The sense of anticipation built up slowly as the lots were brought to the rostrum and the bidding started. A Maratta was sold for three hundred thousand pounds — the price instantly clicked up on the display board in four countries translated into dollars, Swiss francs and yen — and no one paid any attention. An Imperiali fetching a record price excited no interest whatsoever. Lot twenty-seven, a particularly fine old Palma oil-sketch which deserved greater consideration, was knocked down at an absurdly low price and bought in.

Then came Lot twenty-eight. The auctioneer, a man in his sixties who had seen it all before, knew well that the best way to generate excitement and loosen wallets was an utterly deadpan presentation. The slightest sign of enthusiasm or an apparent wish to manipulate the audience with a show of salesmanship would produce entirely the wrong effect. Understatement is always a virtue in such situations. As he spoke, two young men in brown overalls brought the picture and hung it on the easel to the right of the rostrum. It stood there, bathed in light — as one poetic television reporter put it afterwards — as if it were back on an altar as an object of worship itself.

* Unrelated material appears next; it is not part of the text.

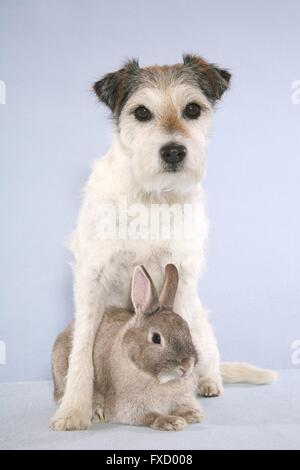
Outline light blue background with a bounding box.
[0,0,300,381]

‘Lot twenty-eight. Raphael. A portrait of Elisabetta di Laguna, about 1505. Oil on canvas, sixty-eight centimetres by a hundred and thirty-eight. I’m sure many of you know the background to this work, so we will start the bidding at twenty million pounds. What am I bid?’

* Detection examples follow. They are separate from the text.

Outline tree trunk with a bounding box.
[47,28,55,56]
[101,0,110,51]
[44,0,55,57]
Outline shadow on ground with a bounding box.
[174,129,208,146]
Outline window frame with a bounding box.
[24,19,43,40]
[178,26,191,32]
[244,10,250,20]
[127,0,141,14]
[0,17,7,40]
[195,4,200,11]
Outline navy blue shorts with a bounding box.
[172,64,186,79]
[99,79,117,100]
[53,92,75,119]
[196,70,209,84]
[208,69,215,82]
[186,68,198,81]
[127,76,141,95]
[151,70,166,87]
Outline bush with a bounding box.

To start the bidding at such a high price was audacious, but just the right touch of muted flamboyance needed. Only a few years ago to have ended the session on such a figure would have been a sensation. Only four pictures in the world had ever fetched more. Without any noise, and without any member of the audience appearing to move at all, the bidding flashed past thirty million, then thirty-five, then forty. At forty-two million, some dealers manning a rank of telephones along one side of the room spoke to their clients in dozens of different countries. At fifty-three million, some put down their phones and folded their arms, signifying that their clients had pulled out. At fifty-seven million it was clear that the bidding was down to two people, a burly man in the third row who insiders knew had acted in the past for the Getty Museum, and a small man who made his bids with a nervous gesture with his hand, chopping sideways briefly as though making a point in an animated conversation.